The primary objective of this project is to classify breast tumour datasets into two classes (benign or malignant) using various machine learning models, including Logistic Regression, Support Vector Machine (SVM), and Neural Network.
-
Classifying Breast Tumour Dataset: The project aims to leverage machine learning models such as Logistic Regression, SVM, and Neural Network to accurately classify biopsy reports into benign or malignant categories. The dataset comprises 569 biopsy reports, with 357 classified as benign and 212 as malignant. The 'diagnosis' column includes the report outcomes, with 'M' indicating Malignant and 'B' indicating Benign cases.
-
Model Accuracy Evaluation: The project's secondary goal is to evaluate the accuracy of these machine learning models in correctly classifying the biopsy reports. The evaluation focuses on assessing the model performances concerning accuracy metrics.

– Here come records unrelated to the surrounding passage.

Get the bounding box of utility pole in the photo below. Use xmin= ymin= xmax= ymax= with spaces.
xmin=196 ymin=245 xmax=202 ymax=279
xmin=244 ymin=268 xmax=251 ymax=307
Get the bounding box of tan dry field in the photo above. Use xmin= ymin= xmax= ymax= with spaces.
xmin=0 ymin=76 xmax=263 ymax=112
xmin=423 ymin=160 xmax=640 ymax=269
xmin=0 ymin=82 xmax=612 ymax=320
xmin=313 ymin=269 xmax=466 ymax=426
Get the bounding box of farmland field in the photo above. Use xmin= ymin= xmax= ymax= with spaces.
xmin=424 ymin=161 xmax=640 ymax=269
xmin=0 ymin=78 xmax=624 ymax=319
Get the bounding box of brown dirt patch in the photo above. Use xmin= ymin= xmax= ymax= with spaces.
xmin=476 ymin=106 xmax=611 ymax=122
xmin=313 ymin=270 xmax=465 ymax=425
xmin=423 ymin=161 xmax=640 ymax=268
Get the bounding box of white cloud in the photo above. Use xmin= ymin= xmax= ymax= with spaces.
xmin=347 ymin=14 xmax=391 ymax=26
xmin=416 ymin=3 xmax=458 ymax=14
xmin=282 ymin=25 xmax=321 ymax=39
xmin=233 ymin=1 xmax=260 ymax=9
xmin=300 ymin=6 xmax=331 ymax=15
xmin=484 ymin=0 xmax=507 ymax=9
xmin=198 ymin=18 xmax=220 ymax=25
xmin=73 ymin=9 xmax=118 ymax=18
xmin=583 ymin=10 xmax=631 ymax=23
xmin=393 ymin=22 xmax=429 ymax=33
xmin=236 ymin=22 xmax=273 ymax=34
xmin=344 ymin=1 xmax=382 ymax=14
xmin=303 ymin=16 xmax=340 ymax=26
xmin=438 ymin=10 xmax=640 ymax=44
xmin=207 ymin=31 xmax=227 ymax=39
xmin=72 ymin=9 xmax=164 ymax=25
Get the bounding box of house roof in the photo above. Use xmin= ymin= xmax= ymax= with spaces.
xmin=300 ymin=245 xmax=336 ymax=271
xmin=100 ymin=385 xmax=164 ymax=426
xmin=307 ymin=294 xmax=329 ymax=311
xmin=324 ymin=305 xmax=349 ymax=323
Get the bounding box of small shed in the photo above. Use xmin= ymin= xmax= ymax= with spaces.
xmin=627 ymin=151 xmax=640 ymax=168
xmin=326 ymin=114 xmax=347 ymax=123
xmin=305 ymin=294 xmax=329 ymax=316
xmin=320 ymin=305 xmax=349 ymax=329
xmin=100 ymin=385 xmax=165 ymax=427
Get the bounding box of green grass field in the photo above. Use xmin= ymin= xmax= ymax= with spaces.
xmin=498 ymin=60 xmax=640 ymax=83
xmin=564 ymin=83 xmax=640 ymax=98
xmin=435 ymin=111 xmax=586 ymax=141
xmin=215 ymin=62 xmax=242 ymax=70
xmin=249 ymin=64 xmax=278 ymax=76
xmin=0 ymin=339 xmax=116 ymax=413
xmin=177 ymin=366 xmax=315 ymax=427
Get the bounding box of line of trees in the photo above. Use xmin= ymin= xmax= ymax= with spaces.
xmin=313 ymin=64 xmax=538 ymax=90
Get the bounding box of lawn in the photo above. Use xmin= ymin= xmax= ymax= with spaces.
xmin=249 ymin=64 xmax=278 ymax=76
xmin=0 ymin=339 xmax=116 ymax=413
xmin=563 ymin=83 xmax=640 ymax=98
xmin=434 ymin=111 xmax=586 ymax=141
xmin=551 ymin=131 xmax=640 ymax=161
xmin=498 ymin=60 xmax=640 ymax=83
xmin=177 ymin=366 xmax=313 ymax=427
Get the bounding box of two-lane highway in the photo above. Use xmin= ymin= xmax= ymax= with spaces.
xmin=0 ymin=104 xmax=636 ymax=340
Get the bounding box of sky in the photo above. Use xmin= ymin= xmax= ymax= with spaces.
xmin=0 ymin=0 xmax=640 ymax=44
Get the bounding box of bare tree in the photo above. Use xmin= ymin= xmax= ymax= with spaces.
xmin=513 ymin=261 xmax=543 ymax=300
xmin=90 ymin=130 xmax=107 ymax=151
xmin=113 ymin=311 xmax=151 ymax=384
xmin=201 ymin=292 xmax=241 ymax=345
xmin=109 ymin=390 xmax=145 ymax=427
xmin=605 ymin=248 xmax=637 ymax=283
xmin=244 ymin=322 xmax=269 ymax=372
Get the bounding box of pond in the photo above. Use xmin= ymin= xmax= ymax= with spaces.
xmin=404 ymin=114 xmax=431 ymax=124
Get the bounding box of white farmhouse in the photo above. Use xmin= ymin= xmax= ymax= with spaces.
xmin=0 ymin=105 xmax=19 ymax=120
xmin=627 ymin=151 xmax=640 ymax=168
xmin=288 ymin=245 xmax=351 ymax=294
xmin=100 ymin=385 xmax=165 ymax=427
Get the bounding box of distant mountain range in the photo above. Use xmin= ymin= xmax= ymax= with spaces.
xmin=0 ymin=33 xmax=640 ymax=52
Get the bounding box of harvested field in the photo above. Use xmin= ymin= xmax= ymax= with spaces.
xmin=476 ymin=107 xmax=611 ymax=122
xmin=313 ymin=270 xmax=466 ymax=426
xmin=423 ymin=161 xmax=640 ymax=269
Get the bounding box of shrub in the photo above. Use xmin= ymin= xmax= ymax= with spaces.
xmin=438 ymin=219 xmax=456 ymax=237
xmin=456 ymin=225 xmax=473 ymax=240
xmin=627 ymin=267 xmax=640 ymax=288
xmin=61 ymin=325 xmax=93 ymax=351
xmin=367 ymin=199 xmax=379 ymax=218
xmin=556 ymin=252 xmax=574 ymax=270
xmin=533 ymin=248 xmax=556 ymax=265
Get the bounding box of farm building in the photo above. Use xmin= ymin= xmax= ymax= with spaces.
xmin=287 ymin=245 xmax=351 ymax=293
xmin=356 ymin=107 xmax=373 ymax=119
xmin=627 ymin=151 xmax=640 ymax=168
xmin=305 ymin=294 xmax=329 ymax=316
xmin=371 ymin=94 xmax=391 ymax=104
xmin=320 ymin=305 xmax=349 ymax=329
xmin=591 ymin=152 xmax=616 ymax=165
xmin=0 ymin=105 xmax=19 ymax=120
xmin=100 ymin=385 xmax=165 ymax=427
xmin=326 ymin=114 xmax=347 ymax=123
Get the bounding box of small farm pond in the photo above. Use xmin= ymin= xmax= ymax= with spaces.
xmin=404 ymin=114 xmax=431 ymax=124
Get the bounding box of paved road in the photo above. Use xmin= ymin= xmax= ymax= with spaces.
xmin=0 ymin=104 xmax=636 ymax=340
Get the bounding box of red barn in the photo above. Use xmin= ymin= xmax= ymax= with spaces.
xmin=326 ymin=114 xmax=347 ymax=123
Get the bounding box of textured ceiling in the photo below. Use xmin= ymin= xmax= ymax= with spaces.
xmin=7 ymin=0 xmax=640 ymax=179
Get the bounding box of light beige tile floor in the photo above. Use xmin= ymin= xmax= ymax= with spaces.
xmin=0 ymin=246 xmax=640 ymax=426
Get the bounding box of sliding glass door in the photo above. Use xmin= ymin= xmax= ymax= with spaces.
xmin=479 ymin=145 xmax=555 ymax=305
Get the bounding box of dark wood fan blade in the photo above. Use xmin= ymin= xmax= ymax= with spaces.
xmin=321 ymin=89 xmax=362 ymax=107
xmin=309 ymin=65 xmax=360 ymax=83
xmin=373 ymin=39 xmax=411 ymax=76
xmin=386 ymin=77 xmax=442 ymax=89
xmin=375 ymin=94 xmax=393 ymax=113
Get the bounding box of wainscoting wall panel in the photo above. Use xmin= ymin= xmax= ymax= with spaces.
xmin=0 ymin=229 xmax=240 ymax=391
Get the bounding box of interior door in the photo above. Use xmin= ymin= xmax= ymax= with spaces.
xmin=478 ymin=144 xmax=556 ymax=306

The provided dataset consists of fine needle aspiration biopsy reports, aiding in diagnosing abnormal tissue or fluid conditions, such as cancer. Key features in the dataset include 10 real-valued parameters computed for each cell nucleus, encompassing attributes like radius, texture, perimeter, area, smoothness, compactness, concavity, concave points, symmetry, and fractal dimension. These features were computed based on the mean, standard error, and the "worst" or largest values, resulting in a total of 30 features for each image.
To execute the project:
- Ensure that the dataset file "breast cancer.csv" resides in the same directory as the 21CS10052_Code.ipynb.
- Run all the cells within the Jupyter Notebook in sequential order.
A sample output demonstrating the project's results is available in the file Output.pdf for reference.